Moneybox

Autumn Falls on Summers’ Fed Candidacy  

WASHINGTON - MAY 19: Not the Fed chair.

Photo by Brendan Smialowski/Getty Images

It looks like Lawrence Summers has decided to do the sensible and honorable thing and withdraw himself from consideration to be the next chair of the Federal Reserve. Knowing how clearly he was the President’s private first choice and how long Summers has coveted the job, this must have been a very tough call for him.
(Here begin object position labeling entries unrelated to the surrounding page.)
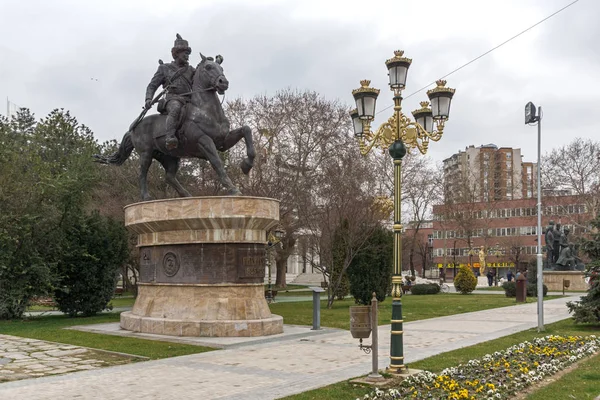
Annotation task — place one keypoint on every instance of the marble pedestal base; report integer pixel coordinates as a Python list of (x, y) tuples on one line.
[(202, 310), (202, 267)]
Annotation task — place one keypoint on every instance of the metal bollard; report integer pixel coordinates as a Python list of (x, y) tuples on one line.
[(316, 307)]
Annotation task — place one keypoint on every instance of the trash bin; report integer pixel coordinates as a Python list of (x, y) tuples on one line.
[(521, 288)]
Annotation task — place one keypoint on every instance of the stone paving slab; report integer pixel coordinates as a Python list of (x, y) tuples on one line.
[(24, 358), (271, 370)]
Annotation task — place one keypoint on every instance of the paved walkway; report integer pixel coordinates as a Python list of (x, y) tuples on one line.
[(283, 365), (24, 358)]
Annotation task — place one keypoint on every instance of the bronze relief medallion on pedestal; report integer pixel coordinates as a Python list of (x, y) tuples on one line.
[(170, 264)]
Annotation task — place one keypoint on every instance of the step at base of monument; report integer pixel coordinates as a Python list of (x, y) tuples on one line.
[(203, 328)]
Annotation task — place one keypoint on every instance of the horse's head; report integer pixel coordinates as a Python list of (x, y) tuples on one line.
[(209, 75)]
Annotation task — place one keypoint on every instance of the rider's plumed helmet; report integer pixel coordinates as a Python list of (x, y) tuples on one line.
[(180, 44)]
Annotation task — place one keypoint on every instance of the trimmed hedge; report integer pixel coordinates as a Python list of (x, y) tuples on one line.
[(510, 289), (465, 281), (425, 288)]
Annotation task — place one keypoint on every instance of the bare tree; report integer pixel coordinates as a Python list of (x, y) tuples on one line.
[(348, 212), (296, 134), (575, 167)]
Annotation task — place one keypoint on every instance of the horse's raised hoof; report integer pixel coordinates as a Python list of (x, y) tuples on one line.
[(246, 166), (171, 143), (234, 192)]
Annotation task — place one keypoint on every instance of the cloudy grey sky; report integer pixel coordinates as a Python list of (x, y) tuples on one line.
[(95, 58)]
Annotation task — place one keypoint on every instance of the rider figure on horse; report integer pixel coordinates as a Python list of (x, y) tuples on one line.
[(176, 77)]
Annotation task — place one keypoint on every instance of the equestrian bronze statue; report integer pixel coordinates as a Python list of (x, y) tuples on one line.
[(191, 122)]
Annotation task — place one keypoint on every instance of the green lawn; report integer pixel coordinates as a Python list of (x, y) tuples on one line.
[(582, 383), (51, 328), (413, 308)]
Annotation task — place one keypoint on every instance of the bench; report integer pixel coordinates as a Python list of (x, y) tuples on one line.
[(273, 292)]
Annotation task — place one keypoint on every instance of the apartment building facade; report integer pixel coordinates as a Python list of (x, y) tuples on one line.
[(488, 173), (505, 229)]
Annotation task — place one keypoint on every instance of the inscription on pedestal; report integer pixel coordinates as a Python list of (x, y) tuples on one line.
[(250, 264), (204, 263), (170, 264)]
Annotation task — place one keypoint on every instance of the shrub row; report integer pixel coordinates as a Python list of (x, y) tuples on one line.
[(425, 288), (510, 289)]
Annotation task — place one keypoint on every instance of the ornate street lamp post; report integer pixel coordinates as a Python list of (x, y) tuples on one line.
[(398, 134), (273, 239)]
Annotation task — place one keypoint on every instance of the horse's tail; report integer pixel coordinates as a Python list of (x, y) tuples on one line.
[(118, 158)]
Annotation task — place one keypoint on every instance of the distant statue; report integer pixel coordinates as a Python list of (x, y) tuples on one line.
[(549, 238), (567, 259), (482, 261), (556, 242), (563, 241), (194, 109)]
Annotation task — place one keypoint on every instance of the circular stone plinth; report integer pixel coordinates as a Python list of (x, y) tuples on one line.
[(222, 310), (205, 328), (215, 219)]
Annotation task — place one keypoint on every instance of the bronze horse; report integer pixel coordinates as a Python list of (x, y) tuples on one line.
[(204, 131)]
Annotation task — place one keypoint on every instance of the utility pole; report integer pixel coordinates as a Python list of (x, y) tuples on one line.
[(531, 117)]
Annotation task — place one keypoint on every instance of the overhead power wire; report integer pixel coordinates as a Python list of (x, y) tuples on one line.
[(487, 52)]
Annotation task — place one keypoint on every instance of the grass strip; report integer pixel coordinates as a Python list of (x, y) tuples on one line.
[(51, 328), (413, 308)]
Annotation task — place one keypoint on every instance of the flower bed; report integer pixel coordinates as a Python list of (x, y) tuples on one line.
[(500, 375)]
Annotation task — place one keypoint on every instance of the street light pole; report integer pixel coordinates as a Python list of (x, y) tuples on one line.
[(273, 239), (399, 134), (531, 117)]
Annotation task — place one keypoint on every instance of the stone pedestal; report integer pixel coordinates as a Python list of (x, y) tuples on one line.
[(554, 280), (202, 266)]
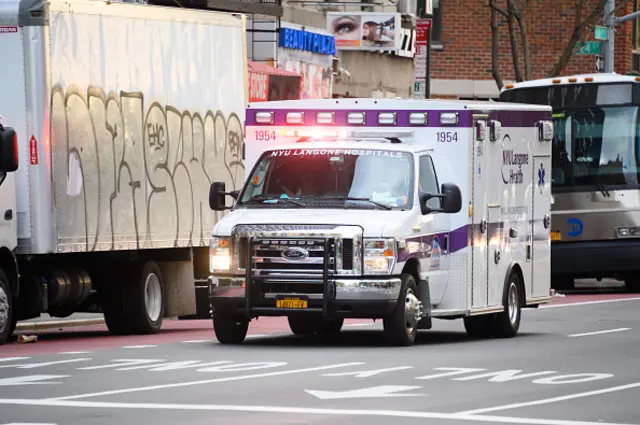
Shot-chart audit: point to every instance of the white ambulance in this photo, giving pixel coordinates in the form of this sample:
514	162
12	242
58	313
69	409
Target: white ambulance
403	210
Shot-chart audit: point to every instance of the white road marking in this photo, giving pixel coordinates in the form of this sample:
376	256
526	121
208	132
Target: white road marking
30	380
599	332
12	359
298	410
121	363
368	373
138	346
34	365
209	381
588	303
371	392
454	371
551	400
357	325
504	375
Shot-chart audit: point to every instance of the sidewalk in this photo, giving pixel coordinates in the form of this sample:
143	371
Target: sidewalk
47	322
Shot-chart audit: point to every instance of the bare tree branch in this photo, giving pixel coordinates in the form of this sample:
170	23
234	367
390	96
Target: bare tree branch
495	60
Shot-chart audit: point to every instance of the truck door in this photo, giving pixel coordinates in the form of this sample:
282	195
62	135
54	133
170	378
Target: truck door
541	223
480	223
434	229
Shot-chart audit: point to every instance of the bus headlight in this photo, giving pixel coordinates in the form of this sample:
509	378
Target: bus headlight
219	255
379	256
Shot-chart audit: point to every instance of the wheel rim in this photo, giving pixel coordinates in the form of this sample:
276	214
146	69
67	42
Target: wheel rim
411	311
153	296
513	303
4	309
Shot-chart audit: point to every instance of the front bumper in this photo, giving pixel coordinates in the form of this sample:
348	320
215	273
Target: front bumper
360	297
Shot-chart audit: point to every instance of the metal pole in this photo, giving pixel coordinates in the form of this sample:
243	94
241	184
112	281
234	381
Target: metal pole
609	48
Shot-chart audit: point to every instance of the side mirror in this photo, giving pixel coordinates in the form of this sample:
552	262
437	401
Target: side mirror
451	200
8	150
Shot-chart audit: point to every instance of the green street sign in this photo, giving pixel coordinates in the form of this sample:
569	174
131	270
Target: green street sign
600	33
589	48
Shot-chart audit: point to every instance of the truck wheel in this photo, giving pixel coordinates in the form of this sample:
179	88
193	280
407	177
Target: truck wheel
146	297
7	323
400	327
508	322
230	329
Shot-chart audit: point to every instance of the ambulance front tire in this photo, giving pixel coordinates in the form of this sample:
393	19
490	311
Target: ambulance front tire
401	326
230	328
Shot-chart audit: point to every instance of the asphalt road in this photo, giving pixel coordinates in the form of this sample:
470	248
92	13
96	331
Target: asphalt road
557	371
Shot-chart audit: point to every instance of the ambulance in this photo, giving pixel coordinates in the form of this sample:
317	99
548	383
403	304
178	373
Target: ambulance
394	209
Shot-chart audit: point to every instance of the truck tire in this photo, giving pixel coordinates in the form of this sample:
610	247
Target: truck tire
7	321
229	328
145	295
400	327
507	323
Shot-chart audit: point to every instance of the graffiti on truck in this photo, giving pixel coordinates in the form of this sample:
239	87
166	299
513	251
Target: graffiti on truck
137	176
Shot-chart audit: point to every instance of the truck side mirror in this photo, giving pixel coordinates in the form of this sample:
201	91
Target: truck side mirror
451	198
217	192
8	150
216	196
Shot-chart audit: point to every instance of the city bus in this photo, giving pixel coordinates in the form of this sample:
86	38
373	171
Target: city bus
595	174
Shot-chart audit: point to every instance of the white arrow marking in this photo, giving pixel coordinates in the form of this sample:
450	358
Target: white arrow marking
368	373
380	391
121	363
30	380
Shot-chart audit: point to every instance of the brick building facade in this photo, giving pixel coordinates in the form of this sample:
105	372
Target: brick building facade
461	52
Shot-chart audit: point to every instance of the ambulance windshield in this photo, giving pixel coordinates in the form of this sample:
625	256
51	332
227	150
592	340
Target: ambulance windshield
322	178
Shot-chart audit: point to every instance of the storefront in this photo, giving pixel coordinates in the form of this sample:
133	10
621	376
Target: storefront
269	83
308	52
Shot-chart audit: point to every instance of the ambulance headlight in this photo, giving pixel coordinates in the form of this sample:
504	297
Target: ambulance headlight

But it’s also the right call. It had become clear that there was enough hard-core opposition to Summers from Democratic Party senators that getting him confirmed would be a tough political lift. The country’s monetary policy doesn’t really need that kind of chaos, and the Obama administration could ill-afford to be spending political capital on that kind of thing. In this case, the best way for Summers to serve the country and the causes he believes in was to step aside.

The interesting question now is: If not Summers, then who?

Janet Yellen has always been the obvious choice and in my opinion she’s still the obvious choice. But given Obama’s apparent preference for someone he’s worked closely with, I don’t think you can rule out Timothy Geithner. This strikes me as a mistaken preference—not particularly as a knock on Geithner but as a knock on Obama’s understanding of what the job entails. Geithner does not seem like someone who’s especially interested in monetary policy, and at the end of the day though the Fed chairmanship is about a lot of things it’s mostly about monetary policy and the job should be held by someone with good ideas about monetary policy.